作者:羅智強

 

 

《8回》家庭革命

阿忠對我說:「智強,就是你了,不如就由你來代表新黨在基隆參選省議員。」

誰知,此議一出,在場其他的義工前輩竟此起彼落地附和。

⋯⋯

「這真是個好主意,如果智強披掛,絕對是全國最年輕的省議員候選人!」

「對啊,這樣一定會引起媒體的注意,是大大的加分!」

「而且,也有助於新黨的形象,代表新黨願意給年輕人機會。」

我當時真的是傻住了,結結巴巴的說不出話來。我24歲,才剛服完兵役,選舉與政治對我來說就和外星人的世界一樣,這是什麼跟什麼啊?

這個天外飛來的提議,竟獲得在場所有義工的一致支持,他們決定「出奇兵」。我心想,這些人都瘋了嗎?

「可是,我……我……我可不可以回家問我爸爸?」嚇傻的我,腦袋一片空白,竟像個小娃兒一樣搬出老爸當擋箭牌。當場就有一、二個義工眉頭皺了起來,似乎覺得我果然還是太嫩了些。

但阿忠不為所動:「沒關係,也該和家人商量,你現在不用回答,回去想一下,和令尊談談,下次開會告訴我們答案就好了。」

回家的路上,我的腦海洶洶翻騰,這真是我這輩子從來沒有想過的事。從政的念頭,從沒有在我的腦袋裡停過半秒鐘。

「選?不選?選?不選?」我好像一個一邊著摘玫瑰花瓣一邊喃喃數著愛與不愛的少年郎,心中輾轉猶豫,難以決定,我離開座落於市中心的新黨連絡處,搭公車回到德安路的家。

回到家時,天色已暗,我告訴父親這件事,父親也嚇呆了,直覺不妥,對我說:「羅強,我們不是有錢人家,根本拿不出錢來選舉,怎麼選呢?我們就算賣了房子,也負擔不起選舉的錢啊!」

剛剛備妥晚餐的母親端著最後一道菜走出廚房,聽到我們父子的對話,也驚駭不已,滿臉憂心的說:「兒子啊!你不是剛考完高考嗎?就好好等放榜,如果考上了就去當公務員,如果沒有考上,就去企業找份穩當的工作,這樣才對,不是嗎?」

「可是,我……我不知道,我好像覺得,這是一個很特別的機會,代表一個很特別的可能性,我不知道……。」我說。

父親接著說:「羅強,你不要想這些了,我們是平常人家,不懂複雜的政治,那不是我們有可能玩得起的事的!你聽爸爸的話。」

父母二人好說歹說,我只是低頭不語。

父母親又說了好多規勸的話。

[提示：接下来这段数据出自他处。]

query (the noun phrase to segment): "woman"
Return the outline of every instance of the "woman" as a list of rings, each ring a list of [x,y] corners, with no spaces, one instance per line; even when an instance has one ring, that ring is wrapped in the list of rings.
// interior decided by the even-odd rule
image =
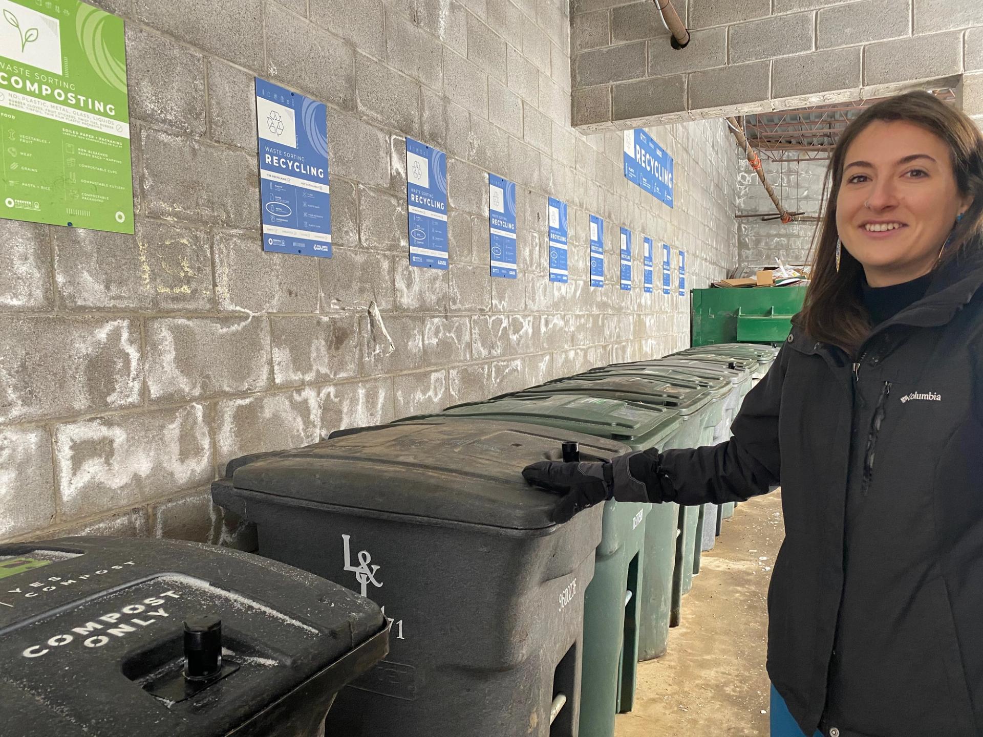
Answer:
[[[894,97],[846,129],[827,188],[805,309],[729,441],[524,475],[568,514],[781,484],[784,734],[983,734],[983,138],[928,93]]]

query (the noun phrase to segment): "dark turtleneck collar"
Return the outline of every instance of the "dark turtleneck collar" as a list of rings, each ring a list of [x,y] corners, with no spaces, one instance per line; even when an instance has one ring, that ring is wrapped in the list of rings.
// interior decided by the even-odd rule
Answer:
[[[892,284],[890,287],[872,287],[864,279],[860,284],[860,296],[870,313],[870,323],[877,327],[906,307],[914,305],[928,292],[936,274],[929,272],[917,279]]]

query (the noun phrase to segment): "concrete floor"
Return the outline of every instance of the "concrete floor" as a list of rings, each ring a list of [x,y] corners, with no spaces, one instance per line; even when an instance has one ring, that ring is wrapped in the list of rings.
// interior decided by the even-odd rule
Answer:
[[[741,504],[683,598],[663,657],[638,666],[635,709],[615,737],[768,734],[766,600],[784,528],[781,492]]]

接著我對父母親說:「爸媽,我知道了,但讓我再想一想好嗎?」

母親說:「好了好了,就先不說這些了,你先吃晚餐吧,晚餐都涼了。」

不知不覺,一家人竟討論了半個多小時。

吃完飯,我回到房間,但一整顆心浮躁不定。

我一方面想,我的父親,年輕時是個流浪工人,在全台各地打零工,後來被錄取為基隆碼頭工人,才在基隆定居下來。一個靠苦力勞力掙生活的家庭,就算不能算是「清寒家庭」,但說是窮人家也不算差太遠,家裡確實不可能有餘錢讓我去選舉。選舉這樣的想法,實在太不切實際。

但我心裡卻又有另一個聲音:「這是一個全新的人生,代表全新的視野,參與政治,代表一個改變世界的可能。大學參加辯論社的自己,對公共事務建立了高度的興趣,等得不就是這個可能性嗎?」

想著想著,愈想愈覺得選舉這件事困難重重、太理想化。但說也奇怪,我心裡愈覺得這件事困難,心中想嘗試的聲音反而愈大。

第二天一早,我再度對父母親提起我想要選省議員的事。父母親很意外,他們以為我經過一夜長考後,應該就會打消這個念頭,沒想到這個傻兒子卻還是想選。

「這場選舉,我可以不花錢選啊!」我說。

「這怎麼可能?那有選舉不花錢的?而且,選也選不上,為什麼要選?」父母親不斷的勸阻,但我就是不放棄。

講到後,父親都有點不高興了,母親愈說愈激動,說到最後已經淚流滿面。就這樣,我和父母親的談判陷入了僵局。

這僵局持續了兩天,幾乎就是一場家庭革命。